Places to Visit
Castles, waterways, vineyards, pretty towns and villages, plus beautiful countryside, are all within easy reach of Chateau Plombis. Here are some ideas for trips out..
Places to Visit - Towns and Villages
Montjoi is the next village to Castelsagrat, perched on the opposite hill across the Seoune Valley from the chateau. It is a quaint little place of half-timbered houses which line two tiny parallel streets. There are galleries, cafes and the restaurant La Cage aux Oiseaux.
5 minutes by car, or a very do-able walk, at approximately 45 minutes.

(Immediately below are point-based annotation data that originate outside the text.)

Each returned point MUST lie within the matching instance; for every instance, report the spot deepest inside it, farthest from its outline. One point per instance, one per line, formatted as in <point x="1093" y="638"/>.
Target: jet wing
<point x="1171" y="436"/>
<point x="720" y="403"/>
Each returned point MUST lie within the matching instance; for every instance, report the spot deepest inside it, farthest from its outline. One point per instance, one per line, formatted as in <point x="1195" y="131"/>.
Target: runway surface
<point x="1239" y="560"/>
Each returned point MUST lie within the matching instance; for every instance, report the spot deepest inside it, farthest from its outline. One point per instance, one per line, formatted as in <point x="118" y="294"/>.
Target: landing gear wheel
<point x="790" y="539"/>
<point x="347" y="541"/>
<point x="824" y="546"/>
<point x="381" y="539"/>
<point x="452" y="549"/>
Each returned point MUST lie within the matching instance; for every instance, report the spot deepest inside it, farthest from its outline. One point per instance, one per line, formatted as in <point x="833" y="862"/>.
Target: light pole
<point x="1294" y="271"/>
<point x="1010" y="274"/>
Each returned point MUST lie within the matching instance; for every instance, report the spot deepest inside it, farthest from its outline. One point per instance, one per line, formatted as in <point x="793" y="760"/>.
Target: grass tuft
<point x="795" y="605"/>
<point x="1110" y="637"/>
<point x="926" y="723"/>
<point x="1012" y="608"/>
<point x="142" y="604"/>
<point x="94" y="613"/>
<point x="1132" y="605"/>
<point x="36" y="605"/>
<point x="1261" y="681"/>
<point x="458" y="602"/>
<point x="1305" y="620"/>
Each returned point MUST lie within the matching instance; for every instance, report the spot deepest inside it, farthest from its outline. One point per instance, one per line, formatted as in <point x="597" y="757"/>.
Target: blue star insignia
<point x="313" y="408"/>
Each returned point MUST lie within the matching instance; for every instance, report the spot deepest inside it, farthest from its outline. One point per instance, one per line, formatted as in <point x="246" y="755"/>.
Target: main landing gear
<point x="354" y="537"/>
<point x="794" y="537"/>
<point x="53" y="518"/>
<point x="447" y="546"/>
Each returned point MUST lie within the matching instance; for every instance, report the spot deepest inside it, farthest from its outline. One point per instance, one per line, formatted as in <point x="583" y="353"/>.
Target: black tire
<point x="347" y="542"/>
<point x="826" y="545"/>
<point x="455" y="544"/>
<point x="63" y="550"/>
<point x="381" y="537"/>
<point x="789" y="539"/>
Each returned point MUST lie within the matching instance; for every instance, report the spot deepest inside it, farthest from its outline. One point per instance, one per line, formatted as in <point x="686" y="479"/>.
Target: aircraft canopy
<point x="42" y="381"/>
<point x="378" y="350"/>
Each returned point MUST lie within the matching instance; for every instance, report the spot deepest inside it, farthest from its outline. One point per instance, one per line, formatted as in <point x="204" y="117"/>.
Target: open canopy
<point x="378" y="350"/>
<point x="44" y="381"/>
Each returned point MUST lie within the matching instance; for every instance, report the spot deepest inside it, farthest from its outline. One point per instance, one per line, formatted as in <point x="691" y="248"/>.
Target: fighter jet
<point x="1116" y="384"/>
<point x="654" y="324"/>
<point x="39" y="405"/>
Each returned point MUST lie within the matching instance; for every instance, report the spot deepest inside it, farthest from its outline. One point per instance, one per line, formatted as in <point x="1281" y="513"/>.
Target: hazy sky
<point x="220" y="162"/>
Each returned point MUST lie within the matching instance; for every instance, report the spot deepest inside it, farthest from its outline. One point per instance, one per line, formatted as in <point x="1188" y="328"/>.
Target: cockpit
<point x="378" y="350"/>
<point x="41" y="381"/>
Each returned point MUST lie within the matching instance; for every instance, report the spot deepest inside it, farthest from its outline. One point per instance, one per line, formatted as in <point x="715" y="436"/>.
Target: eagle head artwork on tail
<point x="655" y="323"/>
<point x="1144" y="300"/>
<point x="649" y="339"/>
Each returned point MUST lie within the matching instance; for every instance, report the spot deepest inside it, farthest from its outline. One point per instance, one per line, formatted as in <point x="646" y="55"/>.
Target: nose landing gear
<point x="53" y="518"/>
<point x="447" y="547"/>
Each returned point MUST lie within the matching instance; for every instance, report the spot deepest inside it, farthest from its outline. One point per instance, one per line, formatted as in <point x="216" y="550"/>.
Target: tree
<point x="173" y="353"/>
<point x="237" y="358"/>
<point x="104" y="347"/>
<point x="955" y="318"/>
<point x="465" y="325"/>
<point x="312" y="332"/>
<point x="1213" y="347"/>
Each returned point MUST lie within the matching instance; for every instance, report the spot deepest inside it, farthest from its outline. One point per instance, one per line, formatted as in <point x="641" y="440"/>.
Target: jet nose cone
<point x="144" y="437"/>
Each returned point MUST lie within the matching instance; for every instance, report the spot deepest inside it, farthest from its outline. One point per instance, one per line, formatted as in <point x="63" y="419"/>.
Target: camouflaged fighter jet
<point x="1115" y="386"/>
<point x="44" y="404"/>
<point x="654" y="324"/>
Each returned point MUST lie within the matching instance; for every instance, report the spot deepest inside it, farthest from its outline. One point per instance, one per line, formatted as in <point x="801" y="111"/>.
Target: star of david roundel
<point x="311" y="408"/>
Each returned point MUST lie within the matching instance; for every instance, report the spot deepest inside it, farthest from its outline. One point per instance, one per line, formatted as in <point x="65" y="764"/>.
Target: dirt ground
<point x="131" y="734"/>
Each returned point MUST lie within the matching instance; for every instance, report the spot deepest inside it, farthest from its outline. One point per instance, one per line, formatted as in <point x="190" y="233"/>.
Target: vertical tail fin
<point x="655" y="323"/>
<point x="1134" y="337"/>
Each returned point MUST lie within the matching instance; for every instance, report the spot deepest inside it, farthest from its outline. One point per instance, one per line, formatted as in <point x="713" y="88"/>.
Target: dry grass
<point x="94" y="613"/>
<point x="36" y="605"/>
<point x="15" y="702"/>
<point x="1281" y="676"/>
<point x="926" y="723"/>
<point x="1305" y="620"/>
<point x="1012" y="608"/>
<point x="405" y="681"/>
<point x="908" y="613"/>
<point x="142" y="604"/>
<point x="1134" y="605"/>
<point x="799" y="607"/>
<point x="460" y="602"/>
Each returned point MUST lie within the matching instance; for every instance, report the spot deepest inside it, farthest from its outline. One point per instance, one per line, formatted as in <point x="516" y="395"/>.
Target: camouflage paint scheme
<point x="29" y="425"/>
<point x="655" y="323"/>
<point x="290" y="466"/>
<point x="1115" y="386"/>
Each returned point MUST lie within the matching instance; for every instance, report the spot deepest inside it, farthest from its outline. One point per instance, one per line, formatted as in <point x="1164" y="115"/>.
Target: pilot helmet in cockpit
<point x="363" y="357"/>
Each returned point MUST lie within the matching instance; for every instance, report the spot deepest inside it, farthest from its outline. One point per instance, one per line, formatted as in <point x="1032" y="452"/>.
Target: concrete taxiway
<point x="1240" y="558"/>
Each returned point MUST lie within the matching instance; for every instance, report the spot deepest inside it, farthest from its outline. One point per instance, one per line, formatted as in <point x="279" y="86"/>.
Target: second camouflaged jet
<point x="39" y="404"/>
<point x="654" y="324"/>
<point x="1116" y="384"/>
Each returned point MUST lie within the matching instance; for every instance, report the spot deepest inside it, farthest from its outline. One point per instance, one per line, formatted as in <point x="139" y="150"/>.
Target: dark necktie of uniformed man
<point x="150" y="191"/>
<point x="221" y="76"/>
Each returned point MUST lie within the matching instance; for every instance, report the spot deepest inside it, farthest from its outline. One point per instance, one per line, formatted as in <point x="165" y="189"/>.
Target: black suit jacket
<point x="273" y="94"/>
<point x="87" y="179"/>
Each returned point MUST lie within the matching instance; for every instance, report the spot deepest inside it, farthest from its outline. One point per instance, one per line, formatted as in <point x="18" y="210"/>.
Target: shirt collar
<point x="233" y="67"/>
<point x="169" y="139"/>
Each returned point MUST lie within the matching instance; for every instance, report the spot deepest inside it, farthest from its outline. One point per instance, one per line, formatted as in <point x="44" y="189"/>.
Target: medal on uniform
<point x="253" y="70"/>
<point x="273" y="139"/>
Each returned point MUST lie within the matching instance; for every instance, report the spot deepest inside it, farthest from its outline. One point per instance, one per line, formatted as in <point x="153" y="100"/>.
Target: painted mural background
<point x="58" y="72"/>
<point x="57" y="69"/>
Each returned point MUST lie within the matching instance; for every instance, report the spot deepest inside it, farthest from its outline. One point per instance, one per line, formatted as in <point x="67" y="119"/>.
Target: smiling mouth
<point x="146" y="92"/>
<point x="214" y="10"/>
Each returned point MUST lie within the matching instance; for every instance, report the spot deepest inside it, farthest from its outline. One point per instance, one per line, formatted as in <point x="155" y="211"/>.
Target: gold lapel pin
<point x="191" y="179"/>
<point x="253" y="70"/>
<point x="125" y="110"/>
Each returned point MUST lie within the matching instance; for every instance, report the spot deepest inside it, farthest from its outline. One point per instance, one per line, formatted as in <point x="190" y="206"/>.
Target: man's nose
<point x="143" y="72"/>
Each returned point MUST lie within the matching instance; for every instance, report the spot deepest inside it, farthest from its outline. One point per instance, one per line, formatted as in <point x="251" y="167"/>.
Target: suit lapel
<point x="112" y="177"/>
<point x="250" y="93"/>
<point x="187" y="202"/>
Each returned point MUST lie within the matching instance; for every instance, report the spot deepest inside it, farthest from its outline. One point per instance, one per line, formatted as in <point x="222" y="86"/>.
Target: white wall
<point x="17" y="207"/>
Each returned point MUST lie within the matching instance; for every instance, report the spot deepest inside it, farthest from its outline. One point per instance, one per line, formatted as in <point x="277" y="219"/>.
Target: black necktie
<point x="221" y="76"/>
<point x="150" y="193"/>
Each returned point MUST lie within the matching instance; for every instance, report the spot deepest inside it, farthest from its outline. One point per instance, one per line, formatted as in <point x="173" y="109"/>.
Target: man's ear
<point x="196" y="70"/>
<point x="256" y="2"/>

Saint Maurin is nestled in a valley just behind Montjoi. It is in the departement of Lot et Garonne and the region of Aquitaine. This charming village is built around the ruins of a Benedictine abbey. There is a lovely old covered market-place and a museum of village life. Saint Maurin plays host, in the summer, to one of the best night markets in the area.
5 minutes by car
Puymirol is a 13th century bastide, one of the oldest – if not the oldest – in Aquitaine. It is perched on a rocky promontory with views on all sides, and in the middle ages held the reputation as being ‘impregnable’. These days Puymirol is more renowned for its 2 michelin-starred restaurant and weekly market.
15 minutes by car
Lauzerte is a pretty hilltop bastide town, with lots of restaurants, galleries and cafes. It is classified as one of ‘Les Plus Beaux Villages de France’ and is a stopping point on the ‘Via Podensis’ – one of the pilgrim treks to Santiago de Compostela in northern Spain.
20 minutes by car
Just south of Valence d’Agen, across the River Garonne, is the town of Auvillar. Another of ‘Les Plus Beaux Villages de France’ it is lively and creative, and plays host to a very popular ceramics fair each year in October. There is a museum of faïence ceramics, made in the town from 1739 to 1909, plus lots of restaurants and two art galleries.
25 minutes by car
Montaigu de Quercy
The small market town of Montaigu de Quercy grew around the ramparts of a 12th Century castle built on top of a hill, overlooking the Petite Séoune valley, to protect the area from the ambitions of Richard the Lionheart. The château is no more, but medieval timber-framed ‘colombage’ houses, as well as traditional Quercy Blanc stone houses, still line the streets that curl around the hill. On your way to Montaigu you will pass near the hilltop villages of Lacour de Visa and Rocquecor, which are also worth a visit.
27 minutes by car
Places to Visit - Further Afield
Montauban is the administrative centre of the Tarn et Garonne département. It is known for its imposing rose-pink brick buildings built in the 18th Century during its golden age as a european centre of textile production. One of the few reminders of its medieval origins is the 14th Century ‘Vieux Pont’ which crosses the River Tarn. At one end of this bridge, in the former episcopal palace, is the Musée Ingres, which celebrates the work of the most famous son of the city – the neoclassical painter, Jean-Auguste-Dominique Ingres. Since 1998 Montauban has been a ‘Ville d’art et d’histoire’, designated by the French Ministry of Culture.
43 minutes by car
Cahors is a beautiful city built within a loop of the River Lot, and dating back to Roman times. Its medieval heart is centred around a cathedral. Spanning the river is the famous Pont Valentré with its two towers, one of the best examples of a fortified medieval bridge in Europe. Wandering through the narrow streets of the medieval quarter you may stumble across a ‘Jardin Secret’ – there are 24 to discover, each brimming with plants from the Middle Ages. In 2005 Cahors was designated a ‘Ville d’art et d’histoire’ by the Ministry of Culture.